A comparative study of hydrogen and methane enrichment on laminar flame propagation of ammonia

Abstract

Active pre-chamber jet ignition technologies can mitigate the challenges of poor ignition and slow combustion in spark-ignition ammonia engines. The fuel injection in pre-chamber can largely affect mixture reactivity and thereby the jet ignition performance. However, the mechanisms for the impacts of active mixture preparation on flame propagation within the active pre-chamber remain not fully understood. In this work, we conducted a comparative study on the effect of hydrogen and methane enrichment on ammonia flame propagation in both planar and spherical configurations.

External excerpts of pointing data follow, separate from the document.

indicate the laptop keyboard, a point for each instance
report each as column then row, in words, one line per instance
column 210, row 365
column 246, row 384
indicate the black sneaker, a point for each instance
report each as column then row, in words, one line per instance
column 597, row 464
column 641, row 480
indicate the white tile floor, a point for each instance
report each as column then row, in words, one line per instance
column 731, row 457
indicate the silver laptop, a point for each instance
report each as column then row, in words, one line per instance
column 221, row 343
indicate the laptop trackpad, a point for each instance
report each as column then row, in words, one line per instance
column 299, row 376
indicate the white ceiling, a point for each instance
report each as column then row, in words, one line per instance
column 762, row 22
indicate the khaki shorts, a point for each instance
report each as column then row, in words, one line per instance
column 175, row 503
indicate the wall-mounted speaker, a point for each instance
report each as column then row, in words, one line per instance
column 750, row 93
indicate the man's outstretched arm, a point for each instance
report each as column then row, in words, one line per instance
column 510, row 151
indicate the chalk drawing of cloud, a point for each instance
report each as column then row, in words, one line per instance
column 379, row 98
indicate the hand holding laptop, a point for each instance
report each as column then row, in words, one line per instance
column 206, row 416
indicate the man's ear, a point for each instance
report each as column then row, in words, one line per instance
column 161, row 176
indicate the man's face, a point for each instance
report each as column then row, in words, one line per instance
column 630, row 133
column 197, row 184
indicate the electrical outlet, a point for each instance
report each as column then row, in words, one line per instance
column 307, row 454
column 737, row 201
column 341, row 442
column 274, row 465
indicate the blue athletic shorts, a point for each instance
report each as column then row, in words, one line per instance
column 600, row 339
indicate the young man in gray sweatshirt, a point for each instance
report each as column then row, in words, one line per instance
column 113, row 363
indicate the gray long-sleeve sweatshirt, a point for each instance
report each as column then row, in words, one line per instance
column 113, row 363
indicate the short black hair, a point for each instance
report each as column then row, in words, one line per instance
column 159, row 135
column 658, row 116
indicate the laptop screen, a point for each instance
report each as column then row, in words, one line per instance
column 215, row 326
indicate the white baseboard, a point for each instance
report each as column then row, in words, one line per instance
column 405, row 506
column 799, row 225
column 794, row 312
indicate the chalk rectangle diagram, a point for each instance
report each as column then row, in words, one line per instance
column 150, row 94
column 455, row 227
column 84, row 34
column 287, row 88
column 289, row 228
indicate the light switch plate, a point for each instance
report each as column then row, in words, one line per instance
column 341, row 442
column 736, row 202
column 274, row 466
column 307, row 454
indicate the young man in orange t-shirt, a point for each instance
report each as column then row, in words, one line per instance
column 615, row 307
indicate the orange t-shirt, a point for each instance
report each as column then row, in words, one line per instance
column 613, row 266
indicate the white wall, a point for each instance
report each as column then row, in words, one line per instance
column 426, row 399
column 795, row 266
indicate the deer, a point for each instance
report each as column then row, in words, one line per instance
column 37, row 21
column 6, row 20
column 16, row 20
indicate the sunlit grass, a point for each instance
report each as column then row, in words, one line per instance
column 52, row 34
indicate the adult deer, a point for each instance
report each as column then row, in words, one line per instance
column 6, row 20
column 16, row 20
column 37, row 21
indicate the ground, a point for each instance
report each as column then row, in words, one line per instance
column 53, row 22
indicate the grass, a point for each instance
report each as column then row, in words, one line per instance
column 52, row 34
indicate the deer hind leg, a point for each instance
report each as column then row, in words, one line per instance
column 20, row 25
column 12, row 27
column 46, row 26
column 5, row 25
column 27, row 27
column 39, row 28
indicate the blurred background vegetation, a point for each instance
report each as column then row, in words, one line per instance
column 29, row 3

A non-monotonic behavior in the laminar flame propagation of ammonia with hydrogen enrichment is identified. Specifically, as hydrogen enrichment is raised, the laminar flame speed and burning flux of ammonia initially increase and then decrease, peaking at $X_A=$ 40% and $X_A=$ 30%, respectively. In contrast, methane enrichment results in a continuous reduction in both flame speed and burning flux. Thermal and kinetic analysis indicates that the initial decrease in activation temperatures primarily enhances burning flux, but thermal effects start to dominate and suppress burning flux when hydrogen concentration $X_A>$ 30%. Conversely, methane enrichment primarily reduces burning flux through thermal inhibition. Regarding stretched spherical laminar flames, two distinct stages are involved during ammonia combustion, i.e., ignition assisted flame kernel propagation and normal laminar flame propagation. The normal laminar flame propagation is dominantly controlled by stretching effects. Compared to methane, hydrogen tends to undergo a weakened stretching flame, manifesting pronounced flame stabilities. This work provides useful insights into the optimization and control of the active pre-chamber jet ignition in ammonia-hydrogen engines.